水性のピリオド.
ついさっきまで別の人の体温を感じていた。
身体の節々は痛いし、一刻も早く家に帰って眠ってしまいたかった。
起きたときにわたしのしたことのすべてが消えてなくなってしまっているわけではないけれど、それでもわたしの心は少し落ち着いていたと思う。

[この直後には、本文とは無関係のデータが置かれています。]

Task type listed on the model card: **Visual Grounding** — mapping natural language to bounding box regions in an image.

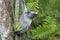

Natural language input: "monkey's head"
[27,11,37,20]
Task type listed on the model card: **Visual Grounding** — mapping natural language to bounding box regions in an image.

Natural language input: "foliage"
[20,0,60,40]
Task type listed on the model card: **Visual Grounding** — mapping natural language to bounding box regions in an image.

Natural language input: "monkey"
[14,0,37,35]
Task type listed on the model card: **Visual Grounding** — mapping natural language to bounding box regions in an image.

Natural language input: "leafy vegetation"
[20,0,60,40]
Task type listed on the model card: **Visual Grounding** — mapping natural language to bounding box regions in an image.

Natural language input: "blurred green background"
[19,0,60,40]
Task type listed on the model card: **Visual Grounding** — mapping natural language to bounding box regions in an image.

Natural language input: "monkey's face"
[27,11,37,20]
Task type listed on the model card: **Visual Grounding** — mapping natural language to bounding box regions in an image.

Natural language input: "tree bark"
[0,0,13,40]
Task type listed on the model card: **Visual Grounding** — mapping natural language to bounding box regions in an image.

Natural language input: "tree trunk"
[0,0,13,40]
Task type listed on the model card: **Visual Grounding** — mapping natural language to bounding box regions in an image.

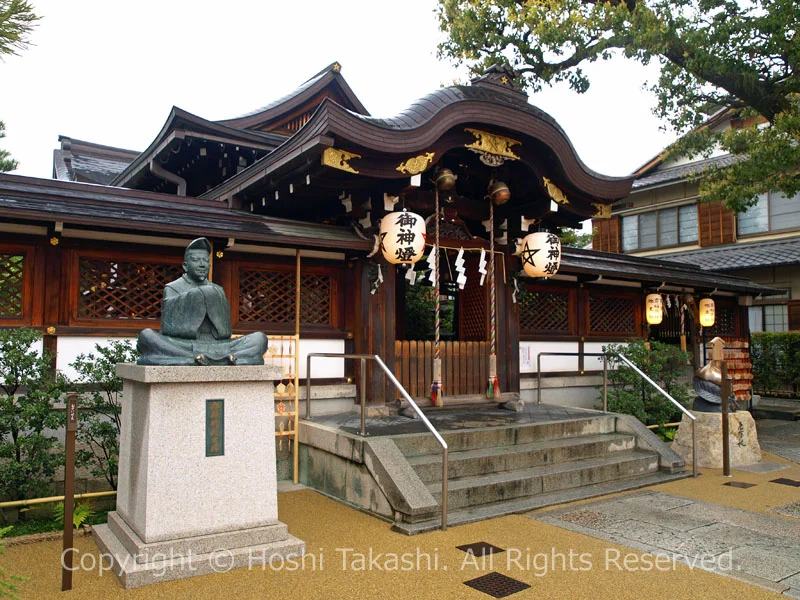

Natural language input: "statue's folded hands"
[137,238,267,366]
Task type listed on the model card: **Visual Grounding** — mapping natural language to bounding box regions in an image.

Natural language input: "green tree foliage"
[0,0,40,57]
[603,340,694,425]
[0,0,39,173]
[0,121,19,173]
[438,0,800,211]
[0,329,63,500]
[750,331,800,394]
[70,340,138,489]
[559,227,592,248]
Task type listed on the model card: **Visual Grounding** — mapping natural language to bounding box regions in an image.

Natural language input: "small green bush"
[53,500,94,529]
[603,340,694,425]
[750,331,800,393]
[0,527,27,600]
[70,340,139,490]
[0,328,64,500]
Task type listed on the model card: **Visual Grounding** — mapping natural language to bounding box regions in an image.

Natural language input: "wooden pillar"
[41,236,63,377]
[361,261,386,405]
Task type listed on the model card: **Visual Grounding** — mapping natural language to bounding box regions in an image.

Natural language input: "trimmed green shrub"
[750,331,800,394]
[0,328,64,500]
[70,340,139,489]
[603,340,694,425]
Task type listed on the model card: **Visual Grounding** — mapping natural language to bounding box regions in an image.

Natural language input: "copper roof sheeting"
[0,174,373,251]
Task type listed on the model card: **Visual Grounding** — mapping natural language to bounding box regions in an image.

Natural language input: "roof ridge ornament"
[322,148,361,174]
[397,152,435,175]
[464,127,522,167]
[470,63,528,99]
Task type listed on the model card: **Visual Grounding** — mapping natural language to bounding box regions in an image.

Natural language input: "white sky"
[0,0,674,182]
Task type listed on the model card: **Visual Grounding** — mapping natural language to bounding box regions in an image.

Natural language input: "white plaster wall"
[519,342,578,373]
[520,369,603,409]
[300,338,344,379]
[583,342,627,371]
[54,336,344,379]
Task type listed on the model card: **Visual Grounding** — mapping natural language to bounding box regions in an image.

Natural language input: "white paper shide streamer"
[369,264,383,296]
[406,263,417,285]
[455,248,467,290]
[428,246,439,285]
[478,249,486,285]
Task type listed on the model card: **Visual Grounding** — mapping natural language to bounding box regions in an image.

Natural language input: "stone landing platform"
[94,364,305,588]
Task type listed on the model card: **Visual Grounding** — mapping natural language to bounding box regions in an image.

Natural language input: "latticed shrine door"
[456,253,489,342]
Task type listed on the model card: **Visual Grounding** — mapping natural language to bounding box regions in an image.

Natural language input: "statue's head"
[183,238,211,283]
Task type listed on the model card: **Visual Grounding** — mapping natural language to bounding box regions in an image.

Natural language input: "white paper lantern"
[644,294,664,325]
[519,231,561,277]
[380,210,426,265]
[700,298,717,327]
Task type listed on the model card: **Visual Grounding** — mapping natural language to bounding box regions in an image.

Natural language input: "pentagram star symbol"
[519,244,541,267]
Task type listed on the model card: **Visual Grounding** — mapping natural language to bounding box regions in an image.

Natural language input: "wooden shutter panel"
[592,216,620,252]
[697,202,736,246]
[789,300,800,331]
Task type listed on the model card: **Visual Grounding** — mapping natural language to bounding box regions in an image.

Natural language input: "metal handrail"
[616,352,697,477]
[536,352,698,477]
[306,352,447,531]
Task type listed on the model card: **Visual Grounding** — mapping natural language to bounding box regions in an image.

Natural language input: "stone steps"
[408,433,636,483]
[392,471,691,535]
[392,415,616,458]
[753,401,800,421]
[427,450,658,510]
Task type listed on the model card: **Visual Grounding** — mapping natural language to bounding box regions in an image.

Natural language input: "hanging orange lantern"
[489,181,511,206]
[436,169,458,192]
[644,294,664,325]
[380,210,426,265]
[699,298,717,327]
[520,231,561,277]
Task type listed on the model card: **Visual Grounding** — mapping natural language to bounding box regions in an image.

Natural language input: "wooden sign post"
[61,394,78,592]
[709,337,731,477]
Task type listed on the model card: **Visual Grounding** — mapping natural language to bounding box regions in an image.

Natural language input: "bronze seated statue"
[692,363,739,412]
[136,238,267,366]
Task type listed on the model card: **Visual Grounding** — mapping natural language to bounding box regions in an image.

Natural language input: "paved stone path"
[756,419,800,463]
[529,492,800,598]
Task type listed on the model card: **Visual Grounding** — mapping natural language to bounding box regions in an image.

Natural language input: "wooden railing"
[394,341,489,397]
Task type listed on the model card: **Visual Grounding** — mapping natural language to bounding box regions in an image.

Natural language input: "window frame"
[228,258,345,335]
[736,191,800,239]
[620,202,700,253]
[0,243,40,327]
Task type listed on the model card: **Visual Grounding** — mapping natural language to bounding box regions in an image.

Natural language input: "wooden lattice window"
[519,290,574,335]
[238,267,338,327]
[75,256,183,321]
[589,292,638,337]
[0,252,26,319]
[706,301,736,337]
[456,256,489,342]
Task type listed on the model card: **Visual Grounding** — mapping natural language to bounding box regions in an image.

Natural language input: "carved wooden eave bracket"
[322,148,361,175]
[592,202,611,219]
[397,152,435,175]
[542,177,569,204]
[464,127,522,167]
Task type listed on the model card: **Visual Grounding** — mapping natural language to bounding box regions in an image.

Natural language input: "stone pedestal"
[94,364,305,588]
[672,410,761,469]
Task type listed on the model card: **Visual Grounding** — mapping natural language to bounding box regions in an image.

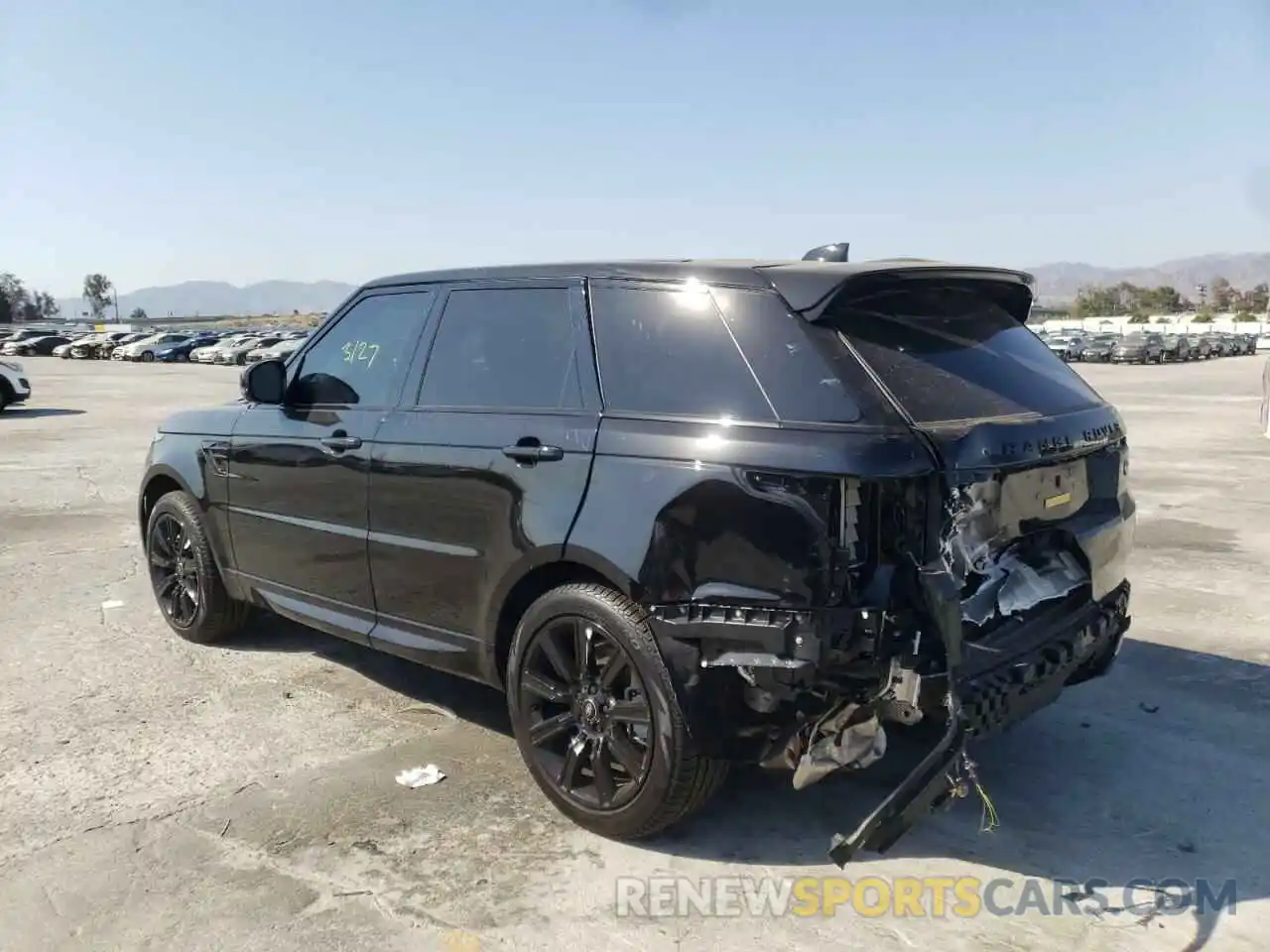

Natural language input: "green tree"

春乃くんと話をするのなら、心の波が落ち着いて凪いだときにするべきだった。
勢いで呼び出したことを、彼を前にして泣きたくなるほど後悔した。
今のわたしは春乃くんと話ができる状態じゃない。
岩井くんに触れられたこと、触れたことが気持ち悪かったとは言わないけれど、身体に残る熱を分けた人と心が求めている人が違うことに吐き気がした。
「なずなさん……?」
きっと、ひどい顔をしているのだろう。
まだ火照った頬、ヒリヒリと痛む目元、隠そうとするのは無駄だってわかっていたから、心配そうに駆け寄ってきた春乃くんから目も顔も逸らさなかった。
「どうしたの? 体調悪い? だから俺のこと呼んだの?」
「ちがうよ」
「でも、顔真っ青。辛そうです」
肩に添えられた手にビクリと身体を震わせると、春乃くんは一瞬動きを止めたけれど、躊躇いがちに摩り始めた。

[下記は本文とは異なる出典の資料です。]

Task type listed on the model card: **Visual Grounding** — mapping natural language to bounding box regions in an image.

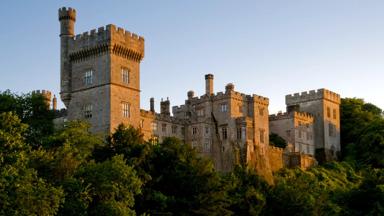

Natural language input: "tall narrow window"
[260,129,265,143]
[172,125,177,134]
[237,127,242,140]
[192,127,197,135]
[121,68,129,84]
[203,139,211,152]
[220,103,228,112]
[151,122,157,131]
[83,104,93,119]
[221,127,228,139]
[121,102,131,118]
[84,70,93,85]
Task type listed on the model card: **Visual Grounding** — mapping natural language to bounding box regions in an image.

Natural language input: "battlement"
[292,112,314,122]
[269,111,314,122]
[252,94,269,106]
[59,7,76,21]
[69,24,144,61]
[285,89,340,106]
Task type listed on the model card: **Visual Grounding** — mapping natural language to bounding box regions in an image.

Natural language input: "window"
[121,68,129,84]
[221,127,228,139]
[151,122,157,131]
[220,103,228,112]
[192,127,197,135]
[203,139,211,152]
[83,104,93,119]
[172,125,177,134]
[196,109,204,117]
[260,129,265,143]
[259,107,264,116]
[149,136,159,144]
[192,140,197,148]
[121,102,131,118]
[236,127,242,140]
[140,119,144,128]
[328,123,336,137]
[84,70,93,85]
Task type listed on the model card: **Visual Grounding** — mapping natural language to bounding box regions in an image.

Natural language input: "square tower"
[285,89,340,162]
[59,8,144,133]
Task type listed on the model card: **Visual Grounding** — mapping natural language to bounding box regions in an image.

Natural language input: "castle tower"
[59,8,144,132]
[32,90,52,109]
[285,89,340,162]
[59,7,76,107]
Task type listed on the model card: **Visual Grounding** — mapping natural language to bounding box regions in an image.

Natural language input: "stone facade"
[59,8,339,182]
[285,89,340,162]
[269,111,315,157]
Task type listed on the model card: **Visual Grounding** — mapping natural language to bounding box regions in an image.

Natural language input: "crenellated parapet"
[32,90,52,106]
[59,7,76,21]
[292,111,314,122]
[252,94,269,106]
[69,24,144,62]
[285,89,340,106]
[269,111,314,122]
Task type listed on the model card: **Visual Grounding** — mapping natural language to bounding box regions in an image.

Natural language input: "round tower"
[59,7,76,107]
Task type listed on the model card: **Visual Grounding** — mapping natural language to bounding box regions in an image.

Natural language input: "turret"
[149,98,155,113]
[59,7,76,107]
[205,74,214,95]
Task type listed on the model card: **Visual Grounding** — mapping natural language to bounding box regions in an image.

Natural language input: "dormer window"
[84,70,93,85]
[121,68,129,84]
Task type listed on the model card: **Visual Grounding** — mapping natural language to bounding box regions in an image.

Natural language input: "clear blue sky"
[0,0,384,113]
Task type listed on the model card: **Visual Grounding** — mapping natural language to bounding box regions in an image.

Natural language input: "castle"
[54,7,340,181]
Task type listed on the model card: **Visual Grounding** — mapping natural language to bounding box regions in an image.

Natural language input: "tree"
[0,90,54,148]
[225,167,269,215]
[137,138,230,215]
[0,112,64,215]
[76,155,142,215]
[340,98,384,167]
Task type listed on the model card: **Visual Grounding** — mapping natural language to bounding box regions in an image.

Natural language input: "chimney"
[205,74,213,95]
[149,98,155,113]
[160,98,171,116]
[187,90,195,100]
[52,95,57,111]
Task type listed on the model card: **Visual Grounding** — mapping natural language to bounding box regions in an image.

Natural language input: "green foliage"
[267,162,362,215]
[0,90,54,147]
[0,112,63,215]
[269,133,287,148]
[225,167,269,215]
[341,98,384,167]
[137,138,230,215]
[76,155,142,215]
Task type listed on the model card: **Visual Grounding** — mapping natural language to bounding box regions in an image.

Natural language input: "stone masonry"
[59,7,340,182]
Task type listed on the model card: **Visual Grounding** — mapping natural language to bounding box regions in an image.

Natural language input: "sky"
[0,0,384,113]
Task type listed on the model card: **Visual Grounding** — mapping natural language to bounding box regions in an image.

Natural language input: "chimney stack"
[149,98,155,113]
[205,74,213,95]
[160,98,171,116]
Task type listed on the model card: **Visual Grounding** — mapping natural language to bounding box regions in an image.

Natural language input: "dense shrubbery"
[0,92,384,215]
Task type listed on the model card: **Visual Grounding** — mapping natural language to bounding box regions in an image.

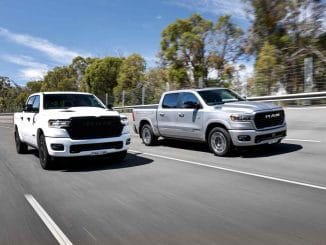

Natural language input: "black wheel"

優しい摩擦なのに、トゲのついた布で摩られているような、痛みと安らぎを同時に与えられている感覚。
「なずなさん。何かあったか何かされたか、どっち?」
春乃くんに促されて土を払った花壇の縁に座る。
聞かれたことに答える余裕なんてなくて、ただ俯いて膝の上に握った拳を見つめる。
手は震えていない。今なら、言える。
「春乃くん」
肩に添えていた手はいつの間にか背中を撫でていた。
優しい手だ。わたしには勿体ないくらい。
「付き合おっか、わたし達」
軽い言葉だ。
きっと、わたしが吐いたからだ。
同じ言葉でも、春乃くんの口から零れたのなら、もっと綺麗で正しくてわたしをずっと安心させてくれるような響きを持っただろうに。